I’m trying to move over an array of constant structs from a structuredBuffer to a Cbuffer in a compute shader. Was having issues, and isolated them to a simple test case:
#pragma kernel CSMain
struct testStruct
{
float4 testVal1;
};
cbuffer Preferences_Buffer
{
testStruct testPref;
};
[numthreads(8,8,1)]
void CSMain (uint3 id : SV_DispatchThreadID)
{
// TODO: insert actual code here!
Result[id.xy] = testPref.testVal1;
}
But I recieve the error :
“Unknown parameter type (0) for testPref at kernel CSMain”
which in all my google-fu I can’t find similar errors of online.
I can find code online of people using structs in cbuffers:
https://gamedev.stackexchange.com/questions/71628/how-do-i-define-array-in-shaders-constant-buffer-with-c
so I’m not sure what I’m doing wrong. I can also just throw a float4 in the cbuffer and can access it fine, so the syntax of that is correct.
Can provide any other info requested, just kind of at a loss for what I could be doing wrong.
Bump, also experiencing this issue with compute shaders.
I never got it to work, just switched back to structured buffer till I have more time to work on potential perf improvements.
Anyone solved this issue?
This is not supported in Unity at the moment.
Why do you want to use constant buffers specifically?
@funkyCoty and why exactly do you need a struct there?
Can’t you do the same with a set of arrays?
But it’s significantly easier to use with a struct, both on the C# side and the HLSL side, plus easier for the GPU to read since data is packed closely together. I think those are quite important features.
Different graphics APIs have different packing rules for structs. The data isn’t necessarily packed tightly.
Also, if you are accessing just a part of a struct in some shader stage, individual arrays are going to be faster to access, as it can fit more data into the cache.
Wouldn’t there be more jumping between distant memory locations with parallel arrays if you have a lot of data? One array dereference is a lot cheaper than jumping between potentially a dozens of arrays. Processing that much data for a fragment/vertex shader doesn’t make sense, but for an async compute shader, the amount of data per struct can start to add up.
For an example use case, I wanted to use a constant set of preferences for generating particles.

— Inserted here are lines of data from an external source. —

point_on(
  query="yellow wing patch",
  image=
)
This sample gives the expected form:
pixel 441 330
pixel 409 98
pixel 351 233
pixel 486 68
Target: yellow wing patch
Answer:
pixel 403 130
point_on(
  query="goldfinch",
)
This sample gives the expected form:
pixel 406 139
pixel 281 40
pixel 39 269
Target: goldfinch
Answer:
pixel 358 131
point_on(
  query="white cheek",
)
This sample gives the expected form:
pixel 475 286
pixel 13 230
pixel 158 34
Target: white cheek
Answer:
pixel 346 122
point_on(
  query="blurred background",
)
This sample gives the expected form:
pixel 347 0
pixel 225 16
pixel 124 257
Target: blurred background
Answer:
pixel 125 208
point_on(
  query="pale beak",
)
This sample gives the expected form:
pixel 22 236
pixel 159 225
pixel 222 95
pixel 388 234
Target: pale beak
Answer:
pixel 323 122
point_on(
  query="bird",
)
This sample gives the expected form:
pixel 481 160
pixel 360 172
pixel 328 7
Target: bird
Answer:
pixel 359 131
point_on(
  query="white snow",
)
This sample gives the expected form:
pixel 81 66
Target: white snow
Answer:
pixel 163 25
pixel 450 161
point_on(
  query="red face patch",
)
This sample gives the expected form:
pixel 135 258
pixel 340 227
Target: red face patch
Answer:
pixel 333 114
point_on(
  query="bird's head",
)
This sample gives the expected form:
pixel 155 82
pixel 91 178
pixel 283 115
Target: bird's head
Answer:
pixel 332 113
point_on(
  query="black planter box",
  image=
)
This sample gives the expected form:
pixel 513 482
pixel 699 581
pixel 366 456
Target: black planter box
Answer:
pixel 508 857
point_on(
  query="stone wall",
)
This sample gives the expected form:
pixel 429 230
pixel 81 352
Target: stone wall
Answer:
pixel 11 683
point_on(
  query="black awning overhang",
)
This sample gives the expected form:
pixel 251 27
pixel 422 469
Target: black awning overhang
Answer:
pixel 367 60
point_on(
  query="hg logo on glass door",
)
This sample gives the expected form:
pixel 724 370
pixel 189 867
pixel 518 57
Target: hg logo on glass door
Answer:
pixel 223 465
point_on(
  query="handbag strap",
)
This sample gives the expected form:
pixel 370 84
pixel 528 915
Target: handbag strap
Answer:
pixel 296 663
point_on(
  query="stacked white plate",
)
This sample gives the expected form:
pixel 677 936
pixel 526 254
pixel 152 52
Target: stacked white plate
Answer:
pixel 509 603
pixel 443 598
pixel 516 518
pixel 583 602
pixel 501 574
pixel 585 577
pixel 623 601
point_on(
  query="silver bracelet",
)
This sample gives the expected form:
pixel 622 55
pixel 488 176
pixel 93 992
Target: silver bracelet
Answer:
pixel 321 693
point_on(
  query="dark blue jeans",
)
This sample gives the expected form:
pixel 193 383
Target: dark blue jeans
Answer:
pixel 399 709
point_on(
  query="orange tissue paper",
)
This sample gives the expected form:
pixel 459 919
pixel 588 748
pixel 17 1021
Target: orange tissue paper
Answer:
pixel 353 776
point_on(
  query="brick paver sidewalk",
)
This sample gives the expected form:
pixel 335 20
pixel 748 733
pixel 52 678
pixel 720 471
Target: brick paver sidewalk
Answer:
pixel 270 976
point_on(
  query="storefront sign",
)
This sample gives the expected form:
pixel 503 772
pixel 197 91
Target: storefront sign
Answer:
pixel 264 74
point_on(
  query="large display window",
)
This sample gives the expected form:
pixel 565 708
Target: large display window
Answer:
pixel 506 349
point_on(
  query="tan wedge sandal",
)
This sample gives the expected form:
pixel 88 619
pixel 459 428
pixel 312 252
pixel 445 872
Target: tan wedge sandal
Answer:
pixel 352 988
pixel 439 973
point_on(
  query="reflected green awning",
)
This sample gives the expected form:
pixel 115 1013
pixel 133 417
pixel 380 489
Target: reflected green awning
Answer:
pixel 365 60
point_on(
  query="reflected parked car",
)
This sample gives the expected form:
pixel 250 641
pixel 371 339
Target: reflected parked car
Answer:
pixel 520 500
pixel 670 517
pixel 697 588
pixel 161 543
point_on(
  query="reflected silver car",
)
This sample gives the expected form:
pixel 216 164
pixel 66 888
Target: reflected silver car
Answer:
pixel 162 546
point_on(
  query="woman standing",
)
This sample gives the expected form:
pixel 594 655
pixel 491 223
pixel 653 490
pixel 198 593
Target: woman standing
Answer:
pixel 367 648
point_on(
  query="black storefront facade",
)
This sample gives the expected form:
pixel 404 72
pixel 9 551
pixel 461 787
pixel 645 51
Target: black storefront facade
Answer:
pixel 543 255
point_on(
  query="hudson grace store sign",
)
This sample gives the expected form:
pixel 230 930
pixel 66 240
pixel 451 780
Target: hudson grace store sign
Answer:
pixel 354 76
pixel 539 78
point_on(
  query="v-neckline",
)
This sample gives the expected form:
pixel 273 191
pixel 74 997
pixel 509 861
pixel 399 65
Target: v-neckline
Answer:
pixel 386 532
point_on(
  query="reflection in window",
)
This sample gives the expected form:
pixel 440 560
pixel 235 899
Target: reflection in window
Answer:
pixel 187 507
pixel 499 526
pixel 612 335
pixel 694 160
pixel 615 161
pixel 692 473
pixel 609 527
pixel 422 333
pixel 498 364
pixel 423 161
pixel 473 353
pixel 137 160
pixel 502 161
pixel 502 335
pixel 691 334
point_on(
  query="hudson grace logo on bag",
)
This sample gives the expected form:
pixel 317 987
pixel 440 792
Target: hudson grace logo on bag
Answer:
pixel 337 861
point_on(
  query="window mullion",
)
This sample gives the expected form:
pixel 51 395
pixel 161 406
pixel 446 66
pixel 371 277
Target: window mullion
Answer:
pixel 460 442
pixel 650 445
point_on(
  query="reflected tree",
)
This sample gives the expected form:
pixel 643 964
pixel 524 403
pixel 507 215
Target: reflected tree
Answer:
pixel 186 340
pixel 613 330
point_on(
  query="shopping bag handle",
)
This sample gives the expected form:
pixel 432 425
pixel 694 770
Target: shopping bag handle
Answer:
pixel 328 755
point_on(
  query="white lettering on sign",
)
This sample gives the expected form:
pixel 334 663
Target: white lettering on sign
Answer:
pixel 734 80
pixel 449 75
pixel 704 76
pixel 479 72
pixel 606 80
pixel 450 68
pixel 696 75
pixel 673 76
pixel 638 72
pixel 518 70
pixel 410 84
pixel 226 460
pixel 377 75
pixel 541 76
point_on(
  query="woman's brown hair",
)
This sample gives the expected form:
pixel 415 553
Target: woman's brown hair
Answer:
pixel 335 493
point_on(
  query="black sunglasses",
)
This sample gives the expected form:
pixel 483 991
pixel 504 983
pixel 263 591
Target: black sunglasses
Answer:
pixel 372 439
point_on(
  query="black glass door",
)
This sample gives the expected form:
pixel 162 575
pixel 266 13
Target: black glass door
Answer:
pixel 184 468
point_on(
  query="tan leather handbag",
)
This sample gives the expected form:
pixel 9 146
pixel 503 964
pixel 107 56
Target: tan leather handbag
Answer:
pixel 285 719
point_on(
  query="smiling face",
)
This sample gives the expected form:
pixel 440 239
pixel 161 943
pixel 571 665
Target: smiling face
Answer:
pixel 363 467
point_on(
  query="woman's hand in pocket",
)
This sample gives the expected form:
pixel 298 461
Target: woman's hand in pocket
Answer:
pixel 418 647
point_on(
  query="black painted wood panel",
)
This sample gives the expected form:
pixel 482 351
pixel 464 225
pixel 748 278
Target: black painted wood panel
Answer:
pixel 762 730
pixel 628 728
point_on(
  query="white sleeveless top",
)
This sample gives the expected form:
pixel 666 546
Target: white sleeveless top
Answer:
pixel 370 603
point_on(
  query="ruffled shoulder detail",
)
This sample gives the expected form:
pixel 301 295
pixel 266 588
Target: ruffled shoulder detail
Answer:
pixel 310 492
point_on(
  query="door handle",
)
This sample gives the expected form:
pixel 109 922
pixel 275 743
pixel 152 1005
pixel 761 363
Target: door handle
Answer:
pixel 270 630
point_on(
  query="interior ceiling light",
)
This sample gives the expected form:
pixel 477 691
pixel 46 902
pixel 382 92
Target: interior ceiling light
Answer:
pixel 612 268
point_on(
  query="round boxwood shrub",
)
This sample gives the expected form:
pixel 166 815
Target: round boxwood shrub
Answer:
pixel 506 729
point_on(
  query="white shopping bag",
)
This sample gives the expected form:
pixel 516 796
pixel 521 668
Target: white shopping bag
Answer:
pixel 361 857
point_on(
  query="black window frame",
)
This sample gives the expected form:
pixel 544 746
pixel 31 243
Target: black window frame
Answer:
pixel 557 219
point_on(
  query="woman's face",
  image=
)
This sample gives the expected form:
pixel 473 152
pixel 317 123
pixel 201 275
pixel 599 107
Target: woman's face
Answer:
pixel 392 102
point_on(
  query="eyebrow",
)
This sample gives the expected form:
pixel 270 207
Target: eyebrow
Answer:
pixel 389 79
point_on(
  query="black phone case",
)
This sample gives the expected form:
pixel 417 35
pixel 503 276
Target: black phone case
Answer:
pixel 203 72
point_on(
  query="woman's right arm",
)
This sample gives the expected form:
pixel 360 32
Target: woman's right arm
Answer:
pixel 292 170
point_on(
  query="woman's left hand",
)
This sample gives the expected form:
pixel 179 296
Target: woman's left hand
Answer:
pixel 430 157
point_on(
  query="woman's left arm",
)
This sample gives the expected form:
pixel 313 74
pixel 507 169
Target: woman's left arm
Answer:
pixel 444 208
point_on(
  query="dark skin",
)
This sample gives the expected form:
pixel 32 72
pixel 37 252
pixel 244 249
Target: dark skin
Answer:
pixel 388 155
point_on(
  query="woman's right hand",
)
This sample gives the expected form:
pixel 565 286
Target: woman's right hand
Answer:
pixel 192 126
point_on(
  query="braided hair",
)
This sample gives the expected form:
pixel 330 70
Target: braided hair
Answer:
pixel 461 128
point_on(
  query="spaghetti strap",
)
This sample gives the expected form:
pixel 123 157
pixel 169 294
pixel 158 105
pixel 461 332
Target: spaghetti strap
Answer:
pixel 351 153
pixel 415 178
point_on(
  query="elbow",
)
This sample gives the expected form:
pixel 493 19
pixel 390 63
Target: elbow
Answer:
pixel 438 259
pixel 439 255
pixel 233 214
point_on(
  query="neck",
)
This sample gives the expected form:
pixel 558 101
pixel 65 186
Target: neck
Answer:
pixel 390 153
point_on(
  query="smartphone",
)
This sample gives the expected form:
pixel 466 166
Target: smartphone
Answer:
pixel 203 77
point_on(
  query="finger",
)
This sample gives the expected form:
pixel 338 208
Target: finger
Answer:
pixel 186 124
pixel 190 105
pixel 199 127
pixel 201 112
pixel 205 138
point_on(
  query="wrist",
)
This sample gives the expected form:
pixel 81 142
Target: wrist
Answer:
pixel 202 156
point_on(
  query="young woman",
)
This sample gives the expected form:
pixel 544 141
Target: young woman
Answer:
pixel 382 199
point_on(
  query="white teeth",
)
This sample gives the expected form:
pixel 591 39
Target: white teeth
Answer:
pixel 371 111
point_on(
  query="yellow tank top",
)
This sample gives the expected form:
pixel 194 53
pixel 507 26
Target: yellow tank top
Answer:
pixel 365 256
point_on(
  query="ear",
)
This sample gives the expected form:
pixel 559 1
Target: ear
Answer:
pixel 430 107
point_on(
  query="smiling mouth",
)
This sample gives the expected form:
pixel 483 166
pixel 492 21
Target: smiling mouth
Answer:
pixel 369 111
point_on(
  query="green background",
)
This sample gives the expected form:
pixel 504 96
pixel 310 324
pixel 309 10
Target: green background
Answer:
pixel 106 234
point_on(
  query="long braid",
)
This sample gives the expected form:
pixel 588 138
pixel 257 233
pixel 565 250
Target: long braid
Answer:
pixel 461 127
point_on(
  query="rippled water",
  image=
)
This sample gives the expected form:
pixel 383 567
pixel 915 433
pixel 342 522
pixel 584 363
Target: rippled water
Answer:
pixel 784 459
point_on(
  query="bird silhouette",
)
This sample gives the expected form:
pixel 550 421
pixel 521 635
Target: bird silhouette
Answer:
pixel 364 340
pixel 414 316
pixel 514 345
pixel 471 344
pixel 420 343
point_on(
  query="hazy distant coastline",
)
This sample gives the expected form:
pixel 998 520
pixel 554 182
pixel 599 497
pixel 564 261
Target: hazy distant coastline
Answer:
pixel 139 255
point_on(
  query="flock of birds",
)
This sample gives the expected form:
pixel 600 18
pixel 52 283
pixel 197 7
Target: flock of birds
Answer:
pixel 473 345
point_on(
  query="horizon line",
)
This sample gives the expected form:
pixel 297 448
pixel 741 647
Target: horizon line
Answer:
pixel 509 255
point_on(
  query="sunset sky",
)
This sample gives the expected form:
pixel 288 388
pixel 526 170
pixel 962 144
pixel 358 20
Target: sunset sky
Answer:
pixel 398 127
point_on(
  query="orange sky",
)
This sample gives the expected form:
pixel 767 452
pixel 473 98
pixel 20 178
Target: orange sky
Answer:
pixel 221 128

The preference has min/max lifetime, texture index, additional color tint, velocity multiplier, rotation multiplier, etc etc. So, for example, given a shade of red it would index different preferences from this constant array. Packing all this data into a struct would be ideal.
That said I understand your reasoning, disappointing I can’t do this in unity, but for my pretty specific edge case, not breaking compatibility with other graphics API makes sense.
Thanks for the reply and insight!
Constant buffers are limited to 64KB, so there’s not much jumping around to begin with 
For this specific use case with several arrays the cost doesn’t come from the dereferencing itself, but from the need to access the memory - if you have to load more data than you need, cache space is wasted and cache misses occur more frequently. It’s definitely easier to achieve close to 100% useful cache occupancy with structs if they are packed tightly, but it’s not impossible with arrays as well, just harder. You could, for example, pack everything into float4
(for example, min and max lifetime, velocity and rotation multipliers would go into a single float4) to reduce cache misses.
This all depends on the size of a single cache line. If it’s 128 bits (or lower, which doesn’t sound likely), you will have perfect cache occupancy with this simple setup. If it’s 256 bits, you could pack your data into two sequential float4s in this array, and so on. Such a setup is harder to work with, but emulates structs quite well 
1 Like
Oh! I didn’t even think of putting it all in one big float4 array, but that makes sense! Well I’ll keep that in my back pocket next time I need to scrape for a little more perf. If I end up giving it a try I’ll post some profiler comparisons here.
1 Like
Basically what has already been discussed here. I’m trying to squeeze out a bit more performance, and it looks like a constant buffer is a good candidate. I’m already using packed arrays. I need to access all of the data anyways, so a constant buffer seems to be the better choice. It’s a lot of data (more than a float4) per struct, but there are not that many structs, in my case. (its for some gpu particle sim stuff)
If you’re already using a constant buffer with packed arrays, it sounds like a matter of convenience rather than a performance question.